Venezuela charges alleged US spy with terrorism
Officials in Venezuelan President Nicolás Maduro’s government reportedly announced on state TV on Monday that a man accused of being a U.S. spy has been charged with terrorism.
The Guardian reported that state prosecutor Tarek William Saab accused the man identified as Matthew John Heath of trying to “fill the country with blood,” presenting evidence of various weapons obtained by authorities during Heath’s capture. Three Venezuelan citizens were arrested alongside Heath, according to the prosecutor.
“The Venezuelan state has managed to neutralize the plans to attack the oil industry and national electric system,” said Saab, according to The Guardian.

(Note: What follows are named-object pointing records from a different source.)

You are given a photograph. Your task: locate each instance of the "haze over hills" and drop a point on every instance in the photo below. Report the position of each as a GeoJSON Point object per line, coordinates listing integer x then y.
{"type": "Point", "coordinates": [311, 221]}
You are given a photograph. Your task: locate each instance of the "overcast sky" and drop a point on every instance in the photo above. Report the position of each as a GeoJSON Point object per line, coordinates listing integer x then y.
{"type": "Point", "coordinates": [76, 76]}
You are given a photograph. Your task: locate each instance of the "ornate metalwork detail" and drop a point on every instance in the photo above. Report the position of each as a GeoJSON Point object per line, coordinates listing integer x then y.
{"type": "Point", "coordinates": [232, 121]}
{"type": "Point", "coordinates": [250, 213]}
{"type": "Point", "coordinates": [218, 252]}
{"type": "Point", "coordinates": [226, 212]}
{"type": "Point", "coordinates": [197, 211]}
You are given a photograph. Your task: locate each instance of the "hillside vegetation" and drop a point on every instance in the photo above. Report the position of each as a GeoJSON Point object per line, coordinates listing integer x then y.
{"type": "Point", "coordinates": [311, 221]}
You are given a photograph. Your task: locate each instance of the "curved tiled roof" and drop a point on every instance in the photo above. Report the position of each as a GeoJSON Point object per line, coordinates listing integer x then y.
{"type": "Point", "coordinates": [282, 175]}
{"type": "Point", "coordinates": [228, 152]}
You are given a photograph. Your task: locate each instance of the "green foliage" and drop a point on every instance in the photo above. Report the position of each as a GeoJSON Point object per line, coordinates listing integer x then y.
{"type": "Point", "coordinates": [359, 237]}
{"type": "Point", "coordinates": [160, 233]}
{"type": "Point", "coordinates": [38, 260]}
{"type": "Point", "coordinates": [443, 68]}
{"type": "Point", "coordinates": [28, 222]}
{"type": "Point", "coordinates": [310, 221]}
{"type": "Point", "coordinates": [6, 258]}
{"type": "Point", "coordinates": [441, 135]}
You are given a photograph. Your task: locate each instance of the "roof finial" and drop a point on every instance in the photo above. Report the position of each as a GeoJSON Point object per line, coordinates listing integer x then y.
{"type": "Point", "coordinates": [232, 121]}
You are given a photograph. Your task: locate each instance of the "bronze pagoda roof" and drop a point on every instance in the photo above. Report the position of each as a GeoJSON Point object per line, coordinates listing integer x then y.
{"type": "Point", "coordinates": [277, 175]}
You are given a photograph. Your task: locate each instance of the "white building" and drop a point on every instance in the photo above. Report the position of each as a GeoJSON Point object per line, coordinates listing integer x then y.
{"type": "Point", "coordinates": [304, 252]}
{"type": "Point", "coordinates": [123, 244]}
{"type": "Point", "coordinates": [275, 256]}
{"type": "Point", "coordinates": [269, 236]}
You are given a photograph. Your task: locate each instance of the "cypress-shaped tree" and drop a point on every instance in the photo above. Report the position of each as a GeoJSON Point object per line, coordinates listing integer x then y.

“Everything here could qualifies as a lethal weapon designed to cause harm and to promote assassinations, crimes against the people of Venezuela,” he reportedly continued, adding that Heath was previously employed by a Virginia-based private security firm as a mercenary based in Iraq.
Officials with the National Security Council and State Department did not immediately return requests for comment on Heath’s arrest from The Hill.
Tensions between the U.S. and Maduro’s government have been high for months, with Venezuela’s government previously accusing the U.S. of backing a failed coup attempt involving several former U.S. Green Berets and hundreds of Venezuelan nationals.
The Trump administration has denied any involvement in the failed May effort to oust Maduro, though numerous U.S. officials have expressed support for Juan Guaidó, the opposition leader.